I'd think any attempt to put ematches in series would make them unreliable unless they're really consistently designed! Once one burns open, the circuit is broken and the rest get no current. If one is substantially faster than others the slow ones may fail to ignite. Homemade ematches are going to be less consistent and more likely to fail like this.
There is also a capacity issue. A photoflash produces high currents, but only quite briefly unless the capacitance is quite large (several in parallel will increase the capacitance). A pulse of tens of amps or more lasting only milliseconds may still be unable to heat the matches to the required ignition temp.
IMHO, it is also unsafe as well as unnecessary to use HV here. 250V is absurd. Ignition boards are often just an array of nails and a screwdriver with + voltage on it. Putting a photoflash cap there is just asking to get a major shock.

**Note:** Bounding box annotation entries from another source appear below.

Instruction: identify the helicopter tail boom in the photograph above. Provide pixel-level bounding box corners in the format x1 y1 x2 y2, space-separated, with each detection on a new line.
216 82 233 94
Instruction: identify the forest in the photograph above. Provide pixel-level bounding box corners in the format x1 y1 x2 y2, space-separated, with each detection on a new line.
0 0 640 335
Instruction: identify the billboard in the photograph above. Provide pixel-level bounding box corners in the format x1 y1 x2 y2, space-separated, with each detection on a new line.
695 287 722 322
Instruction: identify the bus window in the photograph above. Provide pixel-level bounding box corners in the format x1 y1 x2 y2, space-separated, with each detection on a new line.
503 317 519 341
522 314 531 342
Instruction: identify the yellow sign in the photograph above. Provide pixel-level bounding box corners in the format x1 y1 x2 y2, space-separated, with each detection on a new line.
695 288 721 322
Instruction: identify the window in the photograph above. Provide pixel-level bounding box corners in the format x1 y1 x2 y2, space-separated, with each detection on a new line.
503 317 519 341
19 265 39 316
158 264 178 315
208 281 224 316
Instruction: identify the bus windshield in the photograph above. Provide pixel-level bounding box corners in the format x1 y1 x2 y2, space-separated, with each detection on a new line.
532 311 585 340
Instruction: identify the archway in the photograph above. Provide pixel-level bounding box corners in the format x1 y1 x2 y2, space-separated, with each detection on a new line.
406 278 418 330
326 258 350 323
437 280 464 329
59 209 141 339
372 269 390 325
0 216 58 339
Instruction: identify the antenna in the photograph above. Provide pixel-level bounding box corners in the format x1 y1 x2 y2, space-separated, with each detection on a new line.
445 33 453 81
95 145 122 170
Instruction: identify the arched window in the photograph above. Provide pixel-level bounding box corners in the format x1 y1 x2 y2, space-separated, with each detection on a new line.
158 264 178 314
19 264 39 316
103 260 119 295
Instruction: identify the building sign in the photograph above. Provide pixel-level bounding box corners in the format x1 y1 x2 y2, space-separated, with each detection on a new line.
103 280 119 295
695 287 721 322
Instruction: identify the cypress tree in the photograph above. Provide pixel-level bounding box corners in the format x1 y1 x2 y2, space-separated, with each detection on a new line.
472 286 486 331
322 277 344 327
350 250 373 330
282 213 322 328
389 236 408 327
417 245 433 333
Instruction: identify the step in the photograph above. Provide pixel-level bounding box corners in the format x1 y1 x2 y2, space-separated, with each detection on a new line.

If they are all in parallel then one opening up will not affect the others.
A high series resistance from long, thin wire may necessitate a higher source voltage. 12V or 24V sounds plenty high though!
If your interconnecting wire is too thin for the thick nichrome you have, it may fail to work because the current might heat the interconnect wire up to a burning point before the nichrome will heat up. In this case voltage and current is irrelevant- any current high enough to power the nichrome will damage the wire first and higher voltages will only damage the wire even faster.